MayoClinic.com (http://www.mayohealth.org/)

MEDLINEplus (http://www.nlm.nih.gov/medlineplus/)

Education/Children's Sites

AOL NetFind Kids Only (http://www.aol.com/netfind/kids/)

Blue Web'n (http://www.kn.pacbell.com/wired/bluewebn/)

Education World (http://www.education-world.com/)

Kids Domain (http://www.kidsdomain.com)

KidsClick! (http://www.kidsclick.org/)

Yahooligans! (http://www.yahooligans.com)

Back to Workshop Outline

Subject directories are hierarchically organized indexes of subject categories that allow the Web searcher to browse through lists of Web sites by subject in search of relevant information. They are compiled and maintained by humans and many include a search engine for searching their own database.

Subject directory databases tend to be smaller than those of the search engines, which means that result lists tend to be smaller as well. However, there are other differences between search engines and subject directories that can lead to the latter producing more relevant results. For example, while a search engine typically indexes every page of a given Web site, a subject directory is more likely to provide a link only to the site's home page. Furthermore, because their maintenance includes human intervention, subject directories greatly reduce the probability of retrieving results out of context.

Because subject directories are arranged by category and because they usually return links to the top level of a web site rather than to individual pages, they lend themselves best to searching for information about a general subject, rather than for a specific piece of information.
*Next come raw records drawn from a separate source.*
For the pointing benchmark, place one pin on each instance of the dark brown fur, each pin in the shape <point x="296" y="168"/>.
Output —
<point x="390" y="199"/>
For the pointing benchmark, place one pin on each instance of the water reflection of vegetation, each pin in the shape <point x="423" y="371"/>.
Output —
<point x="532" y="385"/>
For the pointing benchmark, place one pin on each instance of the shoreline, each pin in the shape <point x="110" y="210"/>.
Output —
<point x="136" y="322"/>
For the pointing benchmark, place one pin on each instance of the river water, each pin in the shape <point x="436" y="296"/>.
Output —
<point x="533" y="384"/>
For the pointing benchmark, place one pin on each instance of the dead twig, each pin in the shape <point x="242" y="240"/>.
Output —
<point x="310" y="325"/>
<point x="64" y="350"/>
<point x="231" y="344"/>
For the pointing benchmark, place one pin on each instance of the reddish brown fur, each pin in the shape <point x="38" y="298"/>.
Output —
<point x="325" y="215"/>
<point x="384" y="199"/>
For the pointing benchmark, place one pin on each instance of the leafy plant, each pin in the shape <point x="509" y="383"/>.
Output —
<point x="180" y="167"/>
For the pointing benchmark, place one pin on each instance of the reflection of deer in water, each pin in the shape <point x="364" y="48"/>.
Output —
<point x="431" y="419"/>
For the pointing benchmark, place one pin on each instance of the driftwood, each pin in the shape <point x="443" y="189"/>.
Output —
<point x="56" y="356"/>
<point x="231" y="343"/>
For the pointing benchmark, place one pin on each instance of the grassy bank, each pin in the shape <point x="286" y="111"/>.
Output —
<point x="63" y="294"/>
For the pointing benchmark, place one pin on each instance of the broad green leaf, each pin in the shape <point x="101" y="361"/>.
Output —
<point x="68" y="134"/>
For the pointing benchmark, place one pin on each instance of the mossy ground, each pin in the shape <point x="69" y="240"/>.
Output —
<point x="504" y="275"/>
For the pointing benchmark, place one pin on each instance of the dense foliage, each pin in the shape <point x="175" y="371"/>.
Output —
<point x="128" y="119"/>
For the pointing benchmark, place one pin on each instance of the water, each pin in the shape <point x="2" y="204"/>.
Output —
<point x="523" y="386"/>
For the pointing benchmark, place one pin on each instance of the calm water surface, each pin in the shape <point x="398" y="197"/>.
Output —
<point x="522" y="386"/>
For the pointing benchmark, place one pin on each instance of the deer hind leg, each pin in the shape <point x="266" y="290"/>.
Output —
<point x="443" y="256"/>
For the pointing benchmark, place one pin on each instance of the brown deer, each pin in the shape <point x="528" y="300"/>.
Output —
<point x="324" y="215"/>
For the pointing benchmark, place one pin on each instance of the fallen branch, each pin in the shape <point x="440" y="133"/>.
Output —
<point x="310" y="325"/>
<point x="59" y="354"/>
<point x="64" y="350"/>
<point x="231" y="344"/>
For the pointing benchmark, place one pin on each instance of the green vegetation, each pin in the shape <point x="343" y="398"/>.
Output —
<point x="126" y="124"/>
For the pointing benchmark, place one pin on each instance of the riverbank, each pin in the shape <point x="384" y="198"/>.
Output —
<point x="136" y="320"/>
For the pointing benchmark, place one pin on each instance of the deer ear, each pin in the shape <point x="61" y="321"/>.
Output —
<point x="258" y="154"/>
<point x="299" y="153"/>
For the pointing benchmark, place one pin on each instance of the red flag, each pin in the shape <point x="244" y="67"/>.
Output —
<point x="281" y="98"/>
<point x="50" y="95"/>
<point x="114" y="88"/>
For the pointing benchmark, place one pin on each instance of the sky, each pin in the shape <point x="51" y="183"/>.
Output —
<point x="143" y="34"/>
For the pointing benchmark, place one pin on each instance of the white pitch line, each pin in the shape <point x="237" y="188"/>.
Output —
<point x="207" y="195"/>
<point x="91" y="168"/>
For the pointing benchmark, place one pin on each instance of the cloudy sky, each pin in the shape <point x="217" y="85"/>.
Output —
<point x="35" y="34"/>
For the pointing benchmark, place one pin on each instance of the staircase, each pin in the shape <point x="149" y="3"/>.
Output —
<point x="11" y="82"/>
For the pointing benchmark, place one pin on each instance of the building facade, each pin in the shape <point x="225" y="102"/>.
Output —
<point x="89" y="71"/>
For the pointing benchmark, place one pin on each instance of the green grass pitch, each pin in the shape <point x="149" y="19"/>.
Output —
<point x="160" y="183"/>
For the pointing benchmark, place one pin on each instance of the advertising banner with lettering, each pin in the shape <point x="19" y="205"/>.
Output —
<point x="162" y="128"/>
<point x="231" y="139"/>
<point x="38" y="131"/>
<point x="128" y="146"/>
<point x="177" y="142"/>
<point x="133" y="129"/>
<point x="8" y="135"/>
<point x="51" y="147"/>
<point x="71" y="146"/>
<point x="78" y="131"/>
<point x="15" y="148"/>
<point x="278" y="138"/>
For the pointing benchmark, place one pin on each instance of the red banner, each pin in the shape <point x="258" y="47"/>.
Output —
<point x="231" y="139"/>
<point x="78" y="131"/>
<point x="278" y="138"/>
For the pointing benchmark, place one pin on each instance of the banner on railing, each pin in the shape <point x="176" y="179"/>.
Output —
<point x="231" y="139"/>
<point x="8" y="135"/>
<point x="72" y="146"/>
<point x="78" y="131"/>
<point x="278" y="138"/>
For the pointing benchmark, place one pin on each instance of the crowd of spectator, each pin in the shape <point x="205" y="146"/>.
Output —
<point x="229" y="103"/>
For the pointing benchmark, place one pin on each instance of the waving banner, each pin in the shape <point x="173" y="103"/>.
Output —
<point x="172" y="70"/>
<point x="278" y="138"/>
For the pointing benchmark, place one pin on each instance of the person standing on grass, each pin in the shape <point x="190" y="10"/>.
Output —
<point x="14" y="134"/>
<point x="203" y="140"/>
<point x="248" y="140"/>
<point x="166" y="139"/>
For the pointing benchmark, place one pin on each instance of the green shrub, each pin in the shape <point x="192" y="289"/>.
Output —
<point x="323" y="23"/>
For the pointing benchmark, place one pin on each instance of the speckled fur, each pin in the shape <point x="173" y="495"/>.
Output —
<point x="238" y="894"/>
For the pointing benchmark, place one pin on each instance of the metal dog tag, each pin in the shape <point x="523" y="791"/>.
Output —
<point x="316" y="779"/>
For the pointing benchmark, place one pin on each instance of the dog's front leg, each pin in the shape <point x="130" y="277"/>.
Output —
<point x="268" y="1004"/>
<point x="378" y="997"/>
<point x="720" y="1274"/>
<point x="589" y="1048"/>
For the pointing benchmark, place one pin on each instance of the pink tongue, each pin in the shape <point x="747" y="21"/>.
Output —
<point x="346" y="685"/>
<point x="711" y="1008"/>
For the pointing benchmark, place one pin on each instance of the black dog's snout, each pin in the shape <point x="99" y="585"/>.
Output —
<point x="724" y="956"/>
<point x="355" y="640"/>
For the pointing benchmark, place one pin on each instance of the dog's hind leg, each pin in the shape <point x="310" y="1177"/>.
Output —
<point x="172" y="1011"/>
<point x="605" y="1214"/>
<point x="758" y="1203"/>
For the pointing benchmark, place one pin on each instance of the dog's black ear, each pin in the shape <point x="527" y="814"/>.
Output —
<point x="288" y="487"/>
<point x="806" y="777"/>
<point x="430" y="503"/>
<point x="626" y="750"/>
Examples of subject directories include:

LookSmart (http://www.looksmart.com)

Open Directory (http://dmoz.org)

Yahoo (http://www.yahoo.com)

Back to Workshop Outline

Specialized subject directories
Due to the Web's immense size and constant transformation, keeping up with important sites in all subject areas is humanly impossible. Therefore, a guide compiled by a subject specialist to important resources in his or her area of expertise is more likely than a general subject directory to produce relevant information and is usually more comprehensive than a general guide. Such guides exist for virtually every topic. For example, Voice of the Shuttle (http://vos.ucsb.edu) provides an excellent starting point for humanities research. Film buffs should consider starting their search with the Internet Movie Database (http://us.imdb.com).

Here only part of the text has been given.